Screaming at the can of food will not make it open itself.
I should not assume the patio door is open when I race outside to chase leaves.
If I play “dead cat on the stairs” while people are trying to bring in groceries or laundry,
one of these days it will really come true.
If I put a live mouse in my food bowl, I should not expect it to stay there until I get hungry.
The guinea pig likes to sleep once in a while. I will not watch him constantly.
If I bite the cactus, it will bite back.
I will not stand on the bathroom counter, stare down the hall,
and growl at nothing right after my human has finished watching “The X-Files.”
My human is capable of cooking bacon and eggs without my help.
Television and computer screens do not exist to backlight my lovely tail.
No matter how dangly and attractive they are, my human’s earrings are not cat toys.

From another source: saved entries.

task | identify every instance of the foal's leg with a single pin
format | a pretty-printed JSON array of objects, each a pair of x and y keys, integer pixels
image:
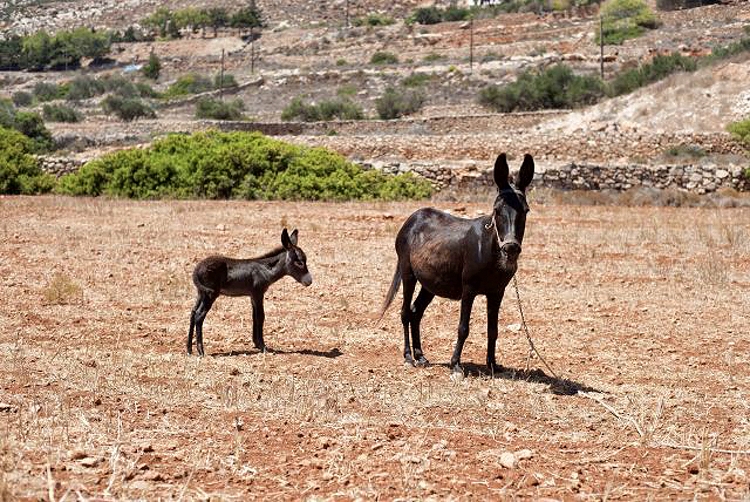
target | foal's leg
[
  {"x": 467, "y": 300},
  {"x": 200, "y": 316},
  {"x": 417, "y": 311},
  {"x": 192, "y": 323},
  {"x": 493, "y": 311},
  {"x": 410, "y": 282},
  {"x": 259, "y": 316}
]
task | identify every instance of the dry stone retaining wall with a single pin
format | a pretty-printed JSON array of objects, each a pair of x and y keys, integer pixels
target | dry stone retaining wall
[{"x": 699, "y": 179}]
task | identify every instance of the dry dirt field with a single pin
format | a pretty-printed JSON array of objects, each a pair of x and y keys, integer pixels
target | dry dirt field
[{"x": 642, "y": 312}]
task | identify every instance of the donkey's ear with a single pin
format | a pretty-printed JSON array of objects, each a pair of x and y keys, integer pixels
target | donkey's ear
[
  {"x": 501, "y": 171},
  {"x": 526, "y": 173}
]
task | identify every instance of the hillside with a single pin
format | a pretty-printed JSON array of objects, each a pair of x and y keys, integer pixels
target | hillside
[{"x": 307, "y": 51}]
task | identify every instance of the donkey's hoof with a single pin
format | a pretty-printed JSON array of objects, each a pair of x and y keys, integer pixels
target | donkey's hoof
[{"x": 495, "y": 369}]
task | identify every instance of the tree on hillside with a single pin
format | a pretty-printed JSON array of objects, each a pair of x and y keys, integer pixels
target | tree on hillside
[
  {"x": 218, "y": 18},
  {"x": 248, "y": 18}
]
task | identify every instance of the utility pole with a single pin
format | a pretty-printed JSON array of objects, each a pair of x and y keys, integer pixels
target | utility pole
[
  {"x": 221, "y": 77},
  {"x": 601, "y": 46},
  {"x": 471, "y": 44}
]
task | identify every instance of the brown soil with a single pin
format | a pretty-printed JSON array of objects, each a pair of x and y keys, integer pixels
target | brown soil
[{"x": 643, "y": 310}]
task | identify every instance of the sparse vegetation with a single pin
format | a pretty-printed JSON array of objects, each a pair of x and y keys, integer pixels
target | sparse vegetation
[
  {"x": 398, "y": 102},
  {"x": 555, "y": 87},
  {"x": 625, "y": 19},
  {"x": 62, "y": 290},
  {"x": 236, "y": 165},
  {"x": 126, "y": 108},
  {"x": 373, "y": 19},
  {"x": 60, "y": 113},
  {"x": 659, "y": 68},
  {"x": 152, "y": 68},
  {"x": 341, "y": 108},
  {"x": 19, "y": 169},
  {"x": 383, "y": 58},
  {"x": 211, "y": 108}
]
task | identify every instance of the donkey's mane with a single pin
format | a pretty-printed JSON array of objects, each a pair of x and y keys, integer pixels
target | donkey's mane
[{"x": 271, "y": 254}]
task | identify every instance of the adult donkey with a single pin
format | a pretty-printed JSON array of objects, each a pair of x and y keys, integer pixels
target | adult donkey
[
  {"x": 461, "y": 258},
  {"x": 219, "y": 275}
]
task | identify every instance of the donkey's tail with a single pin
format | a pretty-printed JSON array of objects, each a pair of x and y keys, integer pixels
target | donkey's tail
[{"x": 395, "y": 283}]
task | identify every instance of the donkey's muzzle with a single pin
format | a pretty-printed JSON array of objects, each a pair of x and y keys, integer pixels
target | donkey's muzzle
[{"x": 511, "y": 250}]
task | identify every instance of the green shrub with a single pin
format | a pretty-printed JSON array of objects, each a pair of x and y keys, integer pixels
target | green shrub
[
  {"x": 31, "y": 125},
  {"x": 416, "y": 80},
  {"x": 373, "y": 20},
  {"x": 48, "y": 91},
  {"x": 191, "y": 83},
  {"x": 625, "y": 19},
  {"x": 218, "y": 165},
  {"x": 553, "y": 88},
  {"x": 427, "y": 15},
  {"x": 152, "y": 68},
  {"x": 341, "y": 108},
  {"x": 395, "y": 103},
  {"x": 433, "y": 57},
  {"x": 22, "y": 98},
  {"x": 381, "y": 57},
  {"x": 211, "y": 108},
  {"x": 225, "y": 81},
  {"x": 127, "y": 109},
  {"x": 60, "y": 113},
  {"x": 659, "y": 68},
  {"x": 19, "y": 170},
  {"x": 84, "y": 87},
  {"x": 741, "y": 130}
]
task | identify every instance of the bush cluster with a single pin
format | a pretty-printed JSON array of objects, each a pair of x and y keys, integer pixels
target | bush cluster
[
  {"x": 660, "y": 67},
  {"x": 382, "y": 57},
  {"x": 625, "y": 19},
  {"x": 373, "y": 20},
  {"x": 168, "y": 24},
  {"x": 555, "y": 87},
  {"x": 340, "y": 108},
  {"x": 243, "y": 165},
  {"x": 397, "y": 102},
  {"x": 60, "y": 113},
  {"x": 211, "y": 108},
  {"x": 19, "y": 170},
  {"x": 42, "y": 51},
  {"x": 30, "y": 124},
  {"x": 741, "y": 131},
  {"x": 127, "y": 109}
]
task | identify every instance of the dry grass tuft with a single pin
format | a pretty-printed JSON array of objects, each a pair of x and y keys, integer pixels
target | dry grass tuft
[{"x": 62, "y": 290}]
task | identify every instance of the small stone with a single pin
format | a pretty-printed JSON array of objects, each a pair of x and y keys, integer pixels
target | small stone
[{"x": 508, "y": 460}]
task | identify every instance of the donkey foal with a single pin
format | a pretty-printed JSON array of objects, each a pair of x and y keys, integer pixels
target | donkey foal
[{"x": 219, "y": 275}]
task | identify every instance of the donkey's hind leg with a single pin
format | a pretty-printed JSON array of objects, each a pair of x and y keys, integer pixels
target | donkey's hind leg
[
  {"x": 193, "y": 312},
  {"x": 200, "y": 315},
  {"x": 417, "y": 311},
  {"x": 410, "y": 283}
]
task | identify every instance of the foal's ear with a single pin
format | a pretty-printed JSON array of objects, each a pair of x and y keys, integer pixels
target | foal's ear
[
  {"x": 501, "y": 171},
  {"x": 526, "y": 173}
]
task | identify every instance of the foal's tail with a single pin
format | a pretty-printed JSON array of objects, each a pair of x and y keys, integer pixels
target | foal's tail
[{"x": 395, "y": 283}]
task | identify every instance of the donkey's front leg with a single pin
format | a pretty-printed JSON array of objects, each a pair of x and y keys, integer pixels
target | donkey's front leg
[
  {"x": 259, "y": 317},
  {"x": 467, "y": 300},
  {"x": 493, "y": 311}
]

The canned cat food is already dead. I do not need to kill it by swatting bits of it all over the floor.
Potted plants are not meat.
I will never be able to walk on the ceiling, and staring up the wall and screaming at it will not bring it any closer.
It is not a good idea to try to lap up the powdered creamer before it all dissolves in the boiling coffee.
If my human wants to share her sandwich with me, she will give me a piece.
She will notice if I start eating it from the other end.
The goldfish likes living in water and must be allowed to remain in its bowl.
I cannot leap through closed windows to catch birds outside.
The large dog in the back yard has lived there for six years. I will not freak out every time I see it.
If I must give a present to my human’s overnight guests,
my toy mouse is much more socially acceptable than a live cockroach, even if it isn’t as tasty.
As talented as I may be with kitty litter,
my human will not be impressed with my attempts to build sand castles in the litter box.